Middle East export refiners are in talks with downstream integrated players or specialized retailers in Asia to secure market outlets in the context of future changes in supply and demand.

We are also seeing attempts to better lock in value from deeper integration with petrochemicals, lubricants, or other specialties, which are directing the discussion to the next level.

So, Tufton Oceanic and Apicorp reiterate that they have analysed the trend long and hard before the launch of the shipping fund and their confidence in the fund does not only stem from current market trend but also from the fact that the five tankers purchased for the fund have long-terms contracts that will be in place until the closure of the fund.

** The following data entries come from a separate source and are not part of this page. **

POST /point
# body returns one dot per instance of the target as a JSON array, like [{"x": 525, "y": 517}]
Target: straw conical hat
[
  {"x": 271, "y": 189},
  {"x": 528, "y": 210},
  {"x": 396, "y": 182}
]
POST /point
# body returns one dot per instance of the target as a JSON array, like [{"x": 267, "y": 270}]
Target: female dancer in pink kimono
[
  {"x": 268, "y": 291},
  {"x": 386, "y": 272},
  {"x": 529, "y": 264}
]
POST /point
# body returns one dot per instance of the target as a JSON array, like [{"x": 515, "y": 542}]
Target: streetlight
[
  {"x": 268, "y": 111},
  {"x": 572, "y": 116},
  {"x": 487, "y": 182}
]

“All five ships have been fully employed till the fund ends. The ships have been contracted for the entire term of the fund, which is five years . It is a key element to this fund. This helps in maximising returns to the investor and reducing the risks associated with the fund,” said Ahmad Bin Hamad Al-Nuaimi, Apicorp’s CEO.

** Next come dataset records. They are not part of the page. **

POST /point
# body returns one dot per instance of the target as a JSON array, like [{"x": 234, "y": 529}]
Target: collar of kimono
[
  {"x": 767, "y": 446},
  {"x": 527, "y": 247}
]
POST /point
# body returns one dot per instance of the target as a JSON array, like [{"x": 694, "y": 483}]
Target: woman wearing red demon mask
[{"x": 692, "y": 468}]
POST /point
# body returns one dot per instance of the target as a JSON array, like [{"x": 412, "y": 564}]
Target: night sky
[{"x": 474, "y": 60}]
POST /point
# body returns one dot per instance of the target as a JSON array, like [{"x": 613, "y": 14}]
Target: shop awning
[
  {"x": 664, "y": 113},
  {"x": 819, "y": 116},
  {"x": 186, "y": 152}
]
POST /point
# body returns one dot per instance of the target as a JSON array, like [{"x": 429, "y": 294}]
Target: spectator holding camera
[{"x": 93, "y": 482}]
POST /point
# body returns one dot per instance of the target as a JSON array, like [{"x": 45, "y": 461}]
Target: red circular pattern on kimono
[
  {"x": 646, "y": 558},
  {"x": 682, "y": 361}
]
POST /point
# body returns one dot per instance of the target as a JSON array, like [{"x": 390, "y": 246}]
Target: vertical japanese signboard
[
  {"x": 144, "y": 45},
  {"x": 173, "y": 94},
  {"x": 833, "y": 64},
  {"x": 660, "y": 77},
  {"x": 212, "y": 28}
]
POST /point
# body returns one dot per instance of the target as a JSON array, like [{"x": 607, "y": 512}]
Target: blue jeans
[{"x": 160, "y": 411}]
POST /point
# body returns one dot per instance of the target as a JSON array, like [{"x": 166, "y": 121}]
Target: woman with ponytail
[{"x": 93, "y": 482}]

Al-Nuaimi also says that Apicorp was convinced of the shipping fund as an investment vehicle largely because of Tufton Oceanic’s long history of investment in the shipping industry and the current trend of increased downstream activity in the region.

“All the five tankers purchased for the fund are employed either in pooling arrangements (collective pools of various owners) or alternatively on medium-term charter to credit worthy shipping companies. So, they will trade internationally and will trade on established routes through the Middle East, Asia trades or possibly the trans-Atlantic trades,” he added.

Machin is positive about the fund’s outlook given the international shipping scenario today.
He says that while Norway has provided the most developed market for capital raising for shipping in recent years, and while; United States - based investment institutions have invested in the market, shipowners are still faced with considerable difficulties when seeking to raise funds. So, in those circumstances, for the shipping market accessing source of capital from the Middle East is a major step, he reckons.

“There have been a lot of attempts to launch a fund over the years, but not many have been successful. The preparedness of Apicorp to look at this sector of investment - is a significant development for the shipping market,” Machin concludes.